Jeżeli chodzi o funkcje, można powiedzieć w uproszczeniu: najlepiej, gdyby człowiek w ogóle nie zauważał fotela, ale fotel powinien mieć wszystko, co może być potrzebne. Kiedy jest za ciepło, powinien chłodzić. Gdy za zimno – grzać. Powinien być jakby przedłużeniem ciała.
Jakie wymagania stawianie są siedzeniom w samochodzie koncepcyjnym, takim jak Audi urbansphere concept?

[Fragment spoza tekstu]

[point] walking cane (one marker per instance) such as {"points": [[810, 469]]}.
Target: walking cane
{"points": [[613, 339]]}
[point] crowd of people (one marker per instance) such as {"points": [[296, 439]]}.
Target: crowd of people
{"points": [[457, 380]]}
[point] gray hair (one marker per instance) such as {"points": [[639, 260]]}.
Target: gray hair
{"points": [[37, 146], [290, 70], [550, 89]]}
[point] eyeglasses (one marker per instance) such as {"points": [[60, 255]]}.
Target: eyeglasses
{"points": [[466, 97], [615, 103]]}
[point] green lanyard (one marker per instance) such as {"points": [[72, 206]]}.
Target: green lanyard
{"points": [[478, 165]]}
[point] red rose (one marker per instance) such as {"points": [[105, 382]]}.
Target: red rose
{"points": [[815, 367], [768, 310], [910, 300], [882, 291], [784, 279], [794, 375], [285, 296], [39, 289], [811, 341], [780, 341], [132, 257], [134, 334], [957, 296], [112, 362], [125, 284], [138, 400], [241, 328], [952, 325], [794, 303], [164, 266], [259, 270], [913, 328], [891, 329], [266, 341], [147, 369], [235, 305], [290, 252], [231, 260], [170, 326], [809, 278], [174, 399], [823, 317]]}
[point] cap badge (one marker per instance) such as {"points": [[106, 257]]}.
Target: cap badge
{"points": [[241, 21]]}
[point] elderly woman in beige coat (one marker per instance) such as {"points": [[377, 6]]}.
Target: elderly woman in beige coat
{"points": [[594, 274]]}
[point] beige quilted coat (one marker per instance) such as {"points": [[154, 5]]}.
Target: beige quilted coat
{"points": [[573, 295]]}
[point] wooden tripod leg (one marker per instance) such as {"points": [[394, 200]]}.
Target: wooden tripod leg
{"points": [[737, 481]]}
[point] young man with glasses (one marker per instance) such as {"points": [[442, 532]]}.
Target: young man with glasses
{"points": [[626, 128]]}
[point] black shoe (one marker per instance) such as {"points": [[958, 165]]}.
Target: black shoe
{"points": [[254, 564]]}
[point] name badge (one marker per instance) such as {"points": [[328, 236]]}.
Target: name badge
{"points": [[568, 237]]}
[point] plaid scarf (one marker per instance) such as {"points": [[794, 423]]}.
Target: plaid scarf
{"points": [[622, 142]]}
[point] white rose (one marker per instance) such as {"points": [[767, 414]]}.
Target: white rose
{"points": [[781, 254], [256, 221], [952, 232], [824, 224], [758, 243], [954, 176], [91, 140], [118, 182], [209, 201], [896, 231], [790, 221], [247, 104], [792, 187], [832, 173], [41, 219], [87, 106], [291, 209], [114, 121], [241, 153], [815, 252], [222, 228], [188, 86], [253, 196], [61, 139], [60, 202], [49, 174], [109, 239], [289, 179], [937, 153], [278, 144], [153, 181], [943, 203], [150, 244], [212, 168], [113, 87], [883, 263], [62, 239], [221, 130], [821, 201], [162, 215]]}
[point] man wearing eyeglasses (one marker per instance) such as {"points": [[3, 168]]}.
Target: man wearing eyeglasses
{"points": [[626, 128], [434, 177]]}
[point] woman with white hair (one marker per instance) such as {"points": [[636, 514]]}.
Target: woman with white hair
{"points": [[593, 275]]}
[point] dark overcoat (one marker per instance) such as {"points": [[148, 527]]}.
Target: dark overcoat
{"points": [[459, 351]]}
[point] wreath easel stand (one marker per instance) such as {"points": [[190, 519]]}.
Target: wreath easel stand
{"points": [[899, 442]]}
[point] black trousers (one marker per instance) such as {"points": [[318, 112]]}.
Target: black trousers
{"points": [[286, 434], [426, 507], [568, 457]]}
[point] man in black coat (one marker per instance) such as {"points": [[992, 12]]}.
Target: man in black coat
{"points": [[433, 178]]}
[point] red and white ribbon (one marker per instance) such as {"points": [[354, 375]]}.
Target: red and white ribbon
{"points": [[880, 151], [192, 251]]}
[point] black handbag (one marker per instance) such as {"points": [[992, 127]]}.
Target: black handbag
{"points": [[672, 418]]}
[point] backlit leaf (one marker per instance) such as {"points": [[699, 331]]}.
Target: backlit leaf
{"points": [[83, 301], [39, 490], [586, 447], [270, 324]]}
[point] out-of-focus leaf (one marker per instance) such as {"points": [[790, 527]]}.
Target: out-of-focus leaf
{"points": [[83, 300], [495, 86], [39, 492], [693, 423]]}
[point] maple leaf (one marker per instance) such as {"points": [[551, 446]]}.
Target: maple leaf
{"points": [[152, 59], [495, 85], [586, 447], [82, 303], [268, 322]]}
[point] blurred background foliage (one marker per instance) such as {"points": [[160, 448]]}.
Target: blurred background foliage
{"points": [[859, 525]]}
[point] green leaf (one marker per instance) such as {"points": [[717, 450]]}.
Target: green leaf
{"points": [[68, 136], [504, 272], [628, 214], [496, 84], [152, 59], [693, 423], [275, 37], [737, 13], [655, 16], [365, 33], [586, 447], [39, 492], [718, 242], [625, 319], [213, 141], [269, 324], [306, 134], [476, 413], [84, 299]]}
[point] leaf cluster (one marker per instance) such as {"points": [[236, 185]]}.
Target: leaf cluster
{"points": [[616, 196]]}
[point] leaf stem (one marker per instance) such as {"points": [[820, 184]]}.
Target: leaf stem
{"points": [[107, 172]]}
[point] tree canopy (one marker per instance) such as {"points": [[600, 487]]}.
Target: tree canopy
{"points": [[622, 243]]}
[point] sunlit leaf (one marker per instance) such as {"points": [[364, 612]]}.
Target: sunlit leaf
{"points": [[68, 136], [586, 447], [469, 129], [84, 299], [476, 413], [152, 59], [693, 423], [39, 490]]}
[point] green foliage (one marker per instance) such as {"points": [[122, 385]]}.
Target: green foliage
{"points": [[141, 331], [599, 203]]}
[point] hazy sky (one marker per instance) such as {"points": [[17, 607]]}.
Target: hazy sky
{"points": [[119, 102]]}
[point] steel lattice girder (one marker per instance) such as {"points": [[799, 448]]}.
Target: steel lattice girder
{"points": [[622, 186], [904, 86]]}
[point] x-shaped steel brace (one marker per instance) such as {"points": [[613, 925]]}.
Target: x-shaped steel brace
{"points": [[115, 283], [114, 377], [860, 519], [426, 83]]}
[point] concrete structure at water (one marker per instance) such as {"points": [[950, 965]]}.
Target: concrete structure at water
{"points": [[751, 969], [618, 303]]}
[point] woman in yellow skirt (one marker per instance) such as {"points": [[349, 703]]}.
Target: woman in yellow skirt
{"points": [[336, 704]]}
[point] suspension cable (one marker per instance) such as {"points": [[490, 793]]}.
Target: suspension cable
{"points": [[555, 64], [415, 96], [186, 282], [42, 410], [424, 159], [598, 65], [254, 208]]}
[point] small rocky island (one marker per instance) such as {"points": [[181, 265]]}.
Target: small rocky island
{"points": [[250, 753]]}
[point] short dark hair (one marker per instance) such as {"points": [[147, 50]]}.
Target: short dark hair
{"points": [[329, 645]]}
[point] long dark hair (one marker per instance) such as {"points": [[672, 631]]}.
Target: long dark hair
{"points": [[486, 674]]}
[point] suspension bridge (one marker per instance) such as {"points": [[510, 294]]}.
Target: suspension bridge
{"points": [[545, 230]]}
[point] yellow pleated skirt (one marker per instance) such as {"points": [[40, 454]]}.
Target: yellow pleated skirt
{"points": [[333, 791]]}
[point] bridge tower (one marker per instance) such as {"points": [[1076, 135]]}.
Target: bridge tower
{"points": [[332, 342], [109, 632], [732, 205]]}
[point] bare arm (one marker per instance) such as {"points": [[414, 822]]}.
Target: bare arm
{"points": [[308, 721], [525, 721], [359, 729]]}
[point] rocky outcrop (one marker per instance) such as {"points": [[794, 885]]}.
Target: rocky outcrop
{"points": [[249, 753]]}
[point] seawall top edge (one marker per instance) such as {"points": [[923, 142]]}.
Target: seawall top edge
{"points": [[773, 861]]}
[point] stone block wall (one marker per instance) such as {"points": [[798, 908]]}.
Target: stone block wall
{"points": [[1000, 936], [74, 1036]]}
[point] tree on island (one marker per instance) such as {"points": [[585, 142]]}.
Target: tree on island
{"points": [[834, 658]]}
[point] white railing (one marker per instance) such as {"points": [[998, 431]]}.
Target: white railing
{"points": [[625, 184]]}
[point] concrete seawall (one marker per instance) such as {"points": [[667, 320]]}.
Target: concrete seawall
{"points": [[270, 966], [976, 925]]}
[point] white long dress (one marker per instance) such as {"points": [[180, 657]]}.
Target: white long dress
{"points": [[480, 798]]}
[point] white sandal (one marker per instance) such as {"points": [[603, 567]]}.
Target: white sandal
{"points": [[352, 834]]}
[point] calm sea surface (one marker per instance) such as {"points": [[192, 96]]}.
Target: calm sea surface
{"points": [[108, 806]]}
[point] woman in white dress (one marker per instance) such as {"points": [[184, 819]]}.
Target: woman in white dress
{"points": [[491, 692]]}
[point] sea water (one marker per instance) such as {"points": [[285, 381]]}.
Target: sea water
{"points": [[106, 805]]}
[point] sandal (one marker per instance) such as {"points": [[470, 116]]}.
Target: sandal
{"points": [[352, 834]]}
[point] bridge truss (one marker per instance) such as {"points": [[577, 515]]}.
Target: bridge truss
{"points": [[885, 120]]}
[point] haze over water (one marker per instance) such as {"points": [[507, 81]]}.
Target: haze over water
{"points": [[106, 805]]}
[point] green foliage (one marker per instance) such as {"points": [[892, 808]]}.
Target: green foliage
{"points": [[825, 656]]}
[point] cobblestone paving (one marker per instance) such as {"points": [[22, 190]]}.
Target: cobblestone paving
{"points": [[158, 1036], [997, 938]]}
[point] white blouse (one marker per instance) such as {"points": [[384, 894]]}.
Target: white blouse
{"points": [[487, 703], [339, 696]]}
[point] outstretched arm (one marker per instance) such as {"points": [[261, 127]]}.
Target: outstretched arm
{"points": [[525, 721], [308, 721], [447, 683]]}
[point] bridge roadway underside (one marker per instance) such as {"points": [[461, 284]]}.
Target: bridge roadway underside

Audi urbansphere concept zostało zaprojektowane z myślą o rynku chińskim. Tamtejsi klienci uczestniczący w procesie kreacji stwierdzili, że chcieliby mieć wygodne, miękkie siedzenia. Sztuką było zaprojektowanie bardzo komfortowych foteli, które wyraźnie reprezentowałyby język formy Audi, ale – by tak rzec – nie wyglądały jak chmura. Dla nas „miękki” nie oznacza, że trzeba się w niego zapaść. Chcieliśmy, aby klienci, siadając w naszych first class chairs, byli zaskoczeni i pomyśleli: „Wow, wyglądają super, i są też bardzo wygodne, nawet, jeżeli siedzi się w nich przez osiem godzin”.